Interfaith group asks Starbucks to drop vegan milk surcharge
BOSTON — A group of Christian, Hindu, Buddhist and Jewish leaders is asking Starbucks to stop charging extra for vegan milk alternatives, saying the practice amounts to a tax on people who have embraced plant-based lifestyles.
In a statement issued Friday, an interfaith coalition led by Nevada-based Hindu activist Rajan Zed pressed the coffee chain to end the surcharges it called “unethical and unfair.”

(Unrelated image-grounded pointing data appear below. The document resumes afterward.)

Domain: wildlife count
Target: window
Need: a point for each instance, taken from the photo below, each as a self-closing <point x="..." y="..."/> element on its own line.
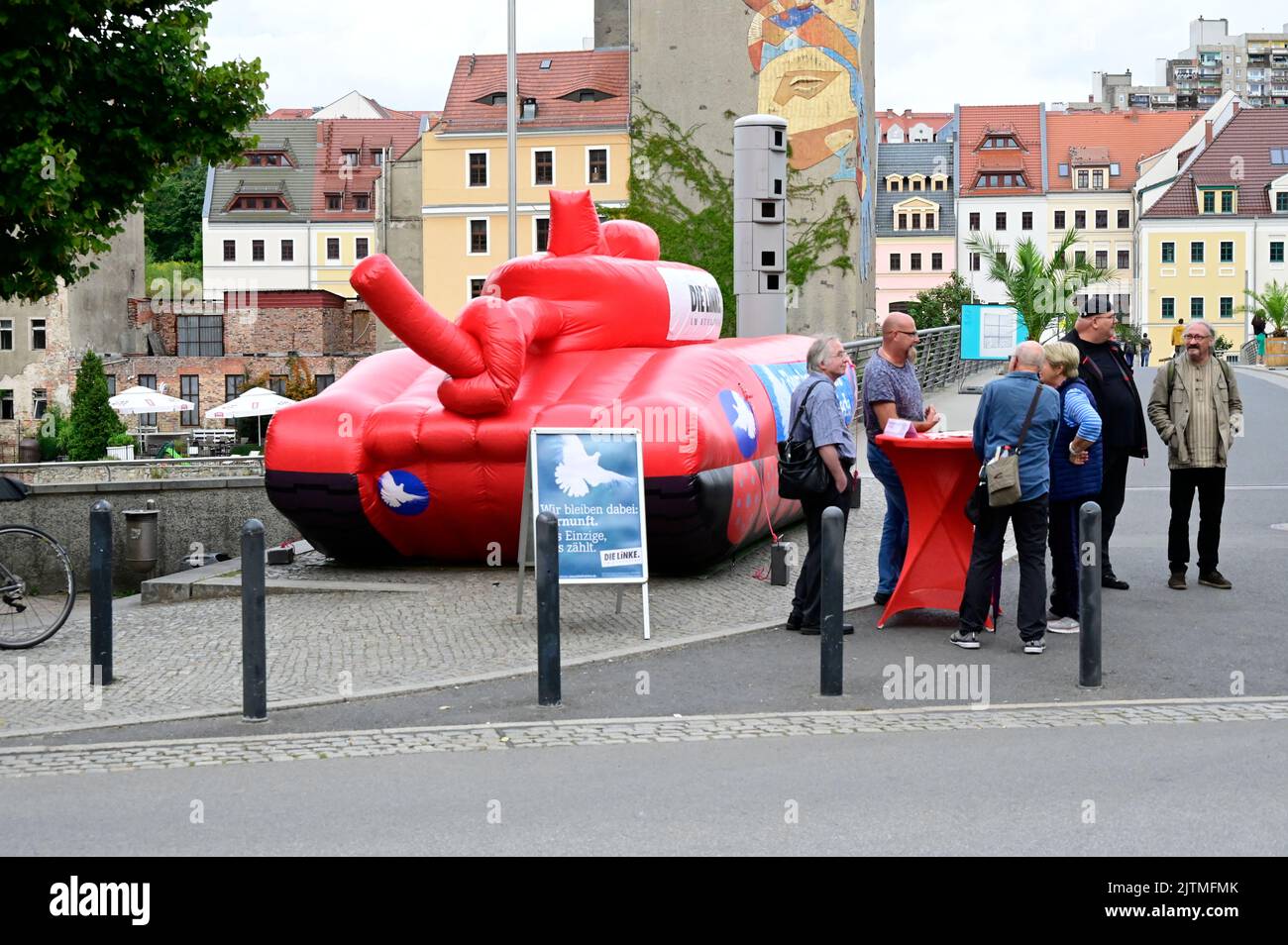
<point x="189" y="389"/>
<point x="478" y="237"/>
<point x="542" y="167"/>
<point x="149" y="381"/>
<point x="201" y="336"/>
<point x="596" y="165"/>
<point x="477" y="165"/>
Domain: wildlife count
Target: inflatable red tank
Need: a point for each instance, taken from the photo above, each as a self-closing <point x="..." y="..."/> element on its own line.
<point x="419" y="452"/>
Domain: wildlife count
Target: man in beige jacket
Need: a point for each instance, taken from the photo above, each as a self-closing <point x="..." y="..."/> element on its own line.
<point x="1197" y="411"/>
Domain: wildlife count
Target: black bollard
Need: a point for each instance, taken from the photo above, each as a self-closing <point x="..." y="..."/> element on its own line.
<point x="549" y="691"/>
<point x="1089" y="595"/>
<point x="832" y="562"/>
<point x="254" y="643"/>
<point x="101" y="588"/>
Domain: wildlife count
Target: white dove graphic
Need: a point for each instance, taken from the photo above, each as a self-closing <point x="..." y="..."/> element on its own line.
<point x="394" y="494"/>
<point x="745" y="421"/>
<point x="579" y="472"/>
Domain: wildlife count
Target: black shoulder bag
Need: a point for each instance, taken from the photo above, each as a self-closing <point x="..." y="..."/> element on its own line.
<point x="800" y="468"/>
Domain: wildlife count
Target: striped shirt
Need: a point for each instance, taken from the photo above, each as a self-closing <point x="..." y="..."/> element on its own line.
<point x="1202" y="432"/>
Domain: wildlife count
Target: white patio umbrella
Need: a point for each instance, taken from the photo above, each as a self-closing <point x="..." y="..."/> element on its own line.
<point x="140" y="399"/>
<point x="256" y="402"/>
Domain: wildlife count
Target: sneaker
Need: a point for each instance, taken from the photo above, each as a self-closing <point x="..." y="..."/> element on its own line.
<point x="1063" y="625"/>
<point x="1212" y="578"/>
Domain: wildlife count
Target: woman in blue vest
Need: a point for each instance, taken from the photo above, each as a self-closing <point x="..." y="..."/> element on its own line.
<point x="1076" y="473"/>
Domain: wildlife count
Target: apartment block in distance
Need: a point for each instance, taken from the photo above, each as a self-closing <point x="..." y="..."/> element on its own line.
<point x="572" y="114"/>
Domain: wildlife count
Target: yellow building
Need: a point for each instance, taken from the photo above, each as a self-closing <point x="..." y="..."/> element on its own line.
<point x="572" y="136"/>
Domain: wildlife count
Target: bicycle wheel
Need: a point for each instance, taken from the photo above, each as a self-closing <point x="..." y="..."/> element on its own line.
<point x="37" y="587"/>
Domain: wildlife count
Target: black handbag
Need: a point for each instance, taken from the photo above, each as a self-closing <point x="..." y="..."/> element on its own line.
<point x="800" y="468"/>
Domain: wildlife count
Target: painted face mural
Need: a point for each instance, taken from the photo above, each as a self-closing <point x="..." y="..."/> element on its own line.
<point x="806" y="55"/>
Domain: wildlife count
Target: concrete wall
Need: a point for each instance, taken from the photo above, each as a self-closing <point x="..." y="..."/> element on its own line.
<point x="207" y="511"/>
<point x="703" y="64"/>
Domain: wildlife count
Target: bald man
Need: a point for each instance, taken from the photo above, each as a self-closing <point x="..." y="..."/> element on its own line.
<point x="1000" y="425"/>
<point x="892" y="389"/>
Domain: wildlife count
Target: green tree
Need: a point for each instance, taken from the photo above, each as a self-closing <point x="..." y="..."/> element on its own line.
<point x="172" y="213"/>
<point x="93" y="419"/>
<point x="1042" y="290"/>
<point x="934" y="308"/>
<point x="102" y="98"/>
<point x="682" y="193"/>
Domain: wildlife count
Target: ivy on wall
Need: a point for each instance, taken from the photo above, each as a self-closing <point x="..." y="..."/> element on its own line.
<point x="679" y="191"/>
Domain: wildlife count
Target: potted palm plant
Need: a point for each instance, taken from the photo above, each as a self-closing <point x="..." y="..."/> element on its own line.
<point x="1271" y="304"/>
<point x="1041" y="290"/>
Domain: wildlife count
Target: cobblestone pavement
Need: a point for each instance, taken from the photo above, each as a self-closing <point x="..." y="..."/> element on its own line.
<point x="20" y="763"/>
<point x="172" y="660"/>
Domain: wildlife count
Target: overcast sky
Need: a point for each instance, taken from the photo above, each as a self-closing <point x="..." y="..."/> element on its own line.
<point x="930" y="52"/>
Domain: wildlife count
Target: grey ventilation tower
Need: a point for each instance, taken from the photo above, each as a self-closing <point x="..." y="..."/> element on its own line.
<point x="760" y="224"/>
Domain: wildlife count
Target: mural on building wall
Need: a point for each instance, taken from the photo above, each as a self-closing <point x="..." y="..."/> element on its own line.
<point x="806" y="55"/>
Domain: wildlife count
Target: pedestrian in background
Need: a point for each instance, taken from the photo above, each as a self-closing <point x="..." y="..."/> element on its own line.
<point x="1106" y="372"/>
<point x="1076" y="473"/>
<point x="1000" y="421"/>
<point x="1197" y="409"/>
<point x="892" y="389"/>
<point x="820" y="422"/>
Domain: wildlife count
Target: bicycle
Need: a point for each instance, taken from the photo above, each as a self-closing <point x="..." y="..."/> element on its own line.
<point x="38" y="587"/>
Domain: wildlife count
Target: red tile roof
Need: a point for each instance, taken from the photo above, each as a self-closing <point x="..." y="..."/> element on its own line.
<point x="1121" y="138"/>
<point x="335" y="137"/>
<point x="1240" y="158"/>
<point x="478" y="76"/>
<point x="1021" y="121"/>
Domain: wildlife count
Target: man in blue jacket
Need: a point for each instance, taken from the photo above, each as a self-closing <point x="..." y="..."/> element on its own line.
<point x="999" y="421"/>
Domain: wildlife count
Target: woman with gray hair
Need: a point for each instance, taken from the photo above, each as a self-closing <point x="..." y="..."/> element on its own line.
<point x="1076" y="476"/>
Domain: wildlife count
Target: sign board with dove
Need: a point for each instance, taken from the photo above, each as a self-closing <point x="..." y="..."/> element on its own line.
<point x="592" y="480"/>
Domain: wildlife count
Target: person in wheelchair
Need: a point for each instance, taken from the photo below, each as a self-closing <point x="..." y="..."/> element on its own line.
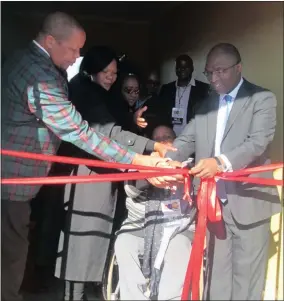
<point x="154" y="243"/>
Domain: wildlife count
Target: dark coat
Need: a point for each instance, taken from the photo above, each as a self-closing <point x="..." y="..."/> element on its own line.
<point x="84" y="243"/>
<point x="198" y="93"/>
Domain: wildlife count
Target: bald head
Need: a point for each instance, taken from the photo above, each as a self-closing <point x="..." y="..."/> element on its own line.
<point x="227" y="49"/>
<point x="59" y="25"/>
<point x="223" y="67"/>
<point x="163" y="134"/>
<point x="62" y="37"/>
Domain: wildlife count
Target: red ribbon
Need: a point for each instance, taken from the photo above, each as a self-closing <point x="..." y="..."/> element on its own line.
<point x="209" y="207"/>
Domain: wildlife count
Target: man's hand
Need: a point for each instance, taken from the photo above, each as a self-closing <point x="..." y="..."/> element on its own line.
<point x="162" y="149"/>
<point x="205" y="168"/>
<point x="138" y="120"/>
<point x="166" y="181"/>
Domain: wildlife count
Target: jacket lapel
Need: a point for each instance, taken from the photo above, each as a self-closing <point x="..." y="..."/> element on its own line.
<point x="212" y="121"/>
<point x="238" y="106"/>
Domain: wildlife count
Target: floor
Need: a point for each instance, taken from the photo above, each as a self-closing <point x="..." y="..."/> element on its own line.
<point x="55" y="293"/>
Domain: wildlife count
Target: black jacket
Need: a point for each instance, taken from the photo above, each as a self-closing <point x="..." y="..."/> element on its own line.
<point x="168" y="95"/>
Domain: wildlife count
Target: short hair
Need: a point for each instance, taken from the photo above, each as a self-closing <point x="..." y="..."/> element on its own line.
<point x="126" y="76"/>
<point x="186" y="58"/>
<point x="59" y="25"/>
<point x="227" y="48"/>
<point x="97" y="59"/>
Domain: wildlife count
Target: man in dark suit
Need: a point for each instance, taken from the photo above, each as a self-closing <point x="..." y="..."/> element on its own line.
<point x="180" y="99"/>
<point x="233" y="130"/>
<point x="36" y="116"/>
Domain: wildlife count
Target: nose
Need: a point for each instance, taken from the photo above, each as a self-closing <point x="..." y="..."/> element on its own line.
<point x="213" y="78"/>
<point x="77" y="54"/>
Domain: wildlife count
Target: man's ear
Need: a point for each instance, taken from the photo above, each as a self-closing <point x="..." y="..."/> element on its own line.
<point x="239" y="68"/>
<point x="50" y="41"/>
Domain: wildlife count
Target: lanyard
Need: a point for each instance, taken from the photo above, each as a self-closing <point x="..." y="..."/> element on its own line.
<point x="180" y="96"/>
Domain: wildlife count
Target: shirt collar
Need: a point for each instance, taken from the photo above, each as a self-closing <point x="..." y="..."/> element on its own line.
<point x="234" y="92"/>
<point x="39" y="46"/>
<point x="191" y="83"/>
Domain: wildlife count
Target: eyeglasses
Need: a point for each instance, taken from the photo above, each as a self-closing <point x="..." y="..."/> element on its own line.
<point x="164" y="139"/>
<point x="153" y="83"/>
<point x="131" y="91"/>
<point x="219" y="72"/>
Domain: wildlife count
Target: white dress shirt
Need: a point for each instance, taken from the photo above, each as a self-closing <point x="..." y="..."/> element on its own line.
<point x="181" y="102"/>
<point x="221" y="122"/>
<point x="222" y="118"/>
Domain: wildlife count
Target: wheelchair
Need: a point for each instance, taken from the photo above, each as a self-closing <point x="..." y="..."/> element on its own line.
<point x="110" y="281"/>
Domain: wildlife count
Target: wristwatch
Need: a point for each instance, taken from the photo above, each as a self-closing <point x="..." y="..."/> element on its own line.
<point x="219" y="164"/>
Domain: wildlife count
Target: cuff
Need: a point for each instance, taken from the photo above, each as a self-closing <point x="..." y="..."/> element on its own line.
<point x="149" y="148"/>
<point x="228" y="165"/>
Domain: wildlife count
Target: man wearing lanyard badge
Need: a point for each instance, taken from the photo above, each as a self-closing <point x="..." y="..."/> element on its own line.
<point x="181" y="98"/>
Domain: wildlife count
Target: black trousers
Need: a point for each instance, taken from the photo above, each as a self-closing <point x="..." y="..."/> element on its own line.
<point x="15" y="217"/>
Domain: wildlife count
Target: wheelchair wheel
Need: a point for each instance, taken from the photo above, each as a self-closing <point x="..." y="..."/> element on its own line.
<point x="110" y="285"/>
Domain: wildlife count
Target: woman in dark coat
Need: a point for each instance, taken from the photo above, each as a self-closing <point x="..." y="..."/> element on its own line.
<point x="90" y="208"/>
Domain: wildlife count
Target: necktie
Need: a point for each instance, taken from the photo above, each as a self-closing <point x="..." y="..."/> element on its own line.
<point x="221" y="191"/>
<point x="228" y="99"/>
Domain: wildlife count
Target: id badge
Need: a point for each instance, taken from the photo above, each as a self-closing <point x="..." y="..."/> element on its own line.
<point x="177" y="116"/>
<point x="171" y="208"/>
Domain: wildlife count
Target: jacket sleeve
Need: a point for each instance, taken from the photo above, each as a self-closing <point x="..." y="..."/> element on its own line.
<point x="260" y="135"/>
<point x="48" y="101"/>
<point x="105" y="124"/>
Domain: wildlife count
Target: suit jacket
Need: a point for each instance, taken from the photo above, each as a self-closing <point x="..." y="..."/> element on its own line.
<point x="168" y="95"/>
<point x="37" y="115"/>
<point x="247" y="137"/>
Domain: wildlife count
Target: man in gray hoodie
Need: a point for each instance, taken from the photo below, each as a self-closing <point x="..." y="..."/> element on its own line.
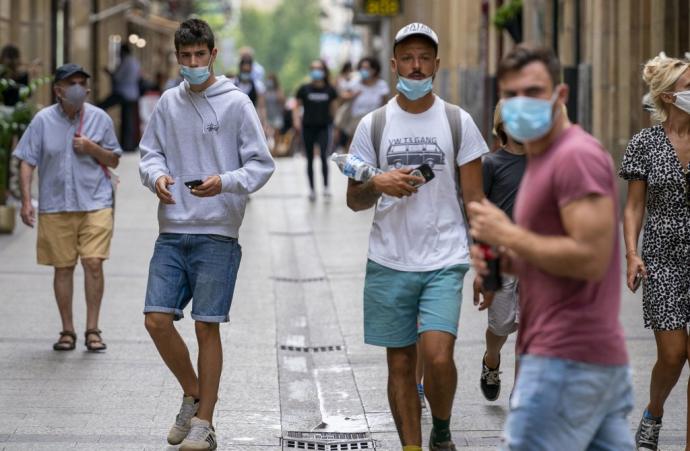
<point x="202" y="153"/>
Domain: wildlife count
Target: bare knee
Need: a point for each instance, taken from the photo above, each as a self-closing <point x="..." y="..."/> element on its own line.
<point x="206" y="331"/>
<point x="673" y="356"/>
<point x="158" y="323"/>
<point x="93" y="267"/>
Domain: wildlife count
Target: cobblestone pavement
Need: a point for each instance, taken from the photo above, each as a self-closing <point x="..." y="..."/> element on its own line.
<point x="294" y="353"/>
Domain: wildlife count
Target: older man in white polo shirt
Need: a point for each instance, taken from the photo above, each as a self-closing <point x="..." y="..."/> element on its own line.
<point x="72" y="143"/>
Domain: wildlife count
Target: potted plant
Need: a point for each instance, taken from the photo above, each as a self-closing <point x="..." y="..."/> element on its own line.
<point x="13" y="122"/>
<point x="509" y="17"/>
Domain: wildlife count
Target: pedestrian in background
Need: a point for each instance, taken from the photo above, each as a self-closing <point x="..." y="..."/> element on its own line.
<point x="574" y="387"/>
<point x="125" y="93"/>
<point x="10" y="69"/>
<point x="418" y="249"/>
<point x="368" y="93"/>
<point x="72" y="143"/>
<point x="203" y="152"/>
<point x="317" y="100"/>
<point x="656" y="166"/>
<point x="502" y="172"/>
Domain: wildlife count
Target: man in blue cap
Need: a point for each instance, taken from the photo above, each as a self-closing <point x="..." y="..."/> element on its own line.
<point x="73" y="144"/>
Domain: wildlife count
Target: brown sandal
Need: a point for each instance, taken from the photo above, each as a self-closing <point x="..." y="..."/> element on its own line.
<point x="94" y="345"/>
<point x="65" y="345"/>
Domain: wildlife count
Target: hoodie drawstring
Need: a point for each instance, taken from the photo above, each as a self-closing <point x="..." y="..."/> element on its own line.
<point x="210" y="127"/>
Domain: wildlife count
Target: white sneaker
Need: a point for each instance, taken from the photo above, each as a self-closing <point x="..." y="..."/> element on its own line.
<point x="202" y="436"/>
<point x="183" y="420"/>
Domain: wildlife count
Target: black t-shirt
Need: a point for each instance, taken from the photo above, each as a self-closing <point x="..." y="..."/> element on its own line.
<point x="316" y="101"/>
<point x="502" y="172"/>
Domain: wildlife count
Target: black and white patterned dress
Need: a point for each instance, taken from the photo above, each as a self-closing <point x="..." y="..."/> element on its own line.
<point x="650" y="156"/>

“A coffee company should not be in the business of taxing individuals who had chosen the plant-based lifestyle,” said Zed’s statement, which was also signed by Thomas W. Blake, an Episcopal priest; Greek Orthodox clergyman Stephen R. Karcher; Buddhist priest Matthew Fisher; and Jewish rabbi ElizaBeth Webb Beyer. The religious leaders cited many reasons why some Starbucks customers prefer alternatives such as dairy, including ethical concerns, dietary restrictions, animal welfare, lactose intolerance and milk allergies, as well as environmental concerns.
Those who desire plant-based milk shouldn’t have to pay more. They called on Howard Schultz, the CEO of the Seattle-based company, and Mellody Hobson, the board chair, to immediately remove the surcharge.
Starbucks outlets in the United States typically charge 50 cents to a dollar more for drinks made with plant-based milks.
Starbucks doesn’t charge for a splash of nondairy milk, including soy milk, coconut milk, almond milk and oat milk, though it does levy a surcharge for customized beverages made largely with those substitutes, spokesperson Megan Adams told The Associated Press. This is not the first time that Starbucks’ surcharge has upset the public. James Cromwell, actor and activist, glued his hand to the counter at a Starbucks in New York City on Tuesday to protest the practice.
Cromwell, 81, later used a knife to scrape it off. According to police, there were no arrests.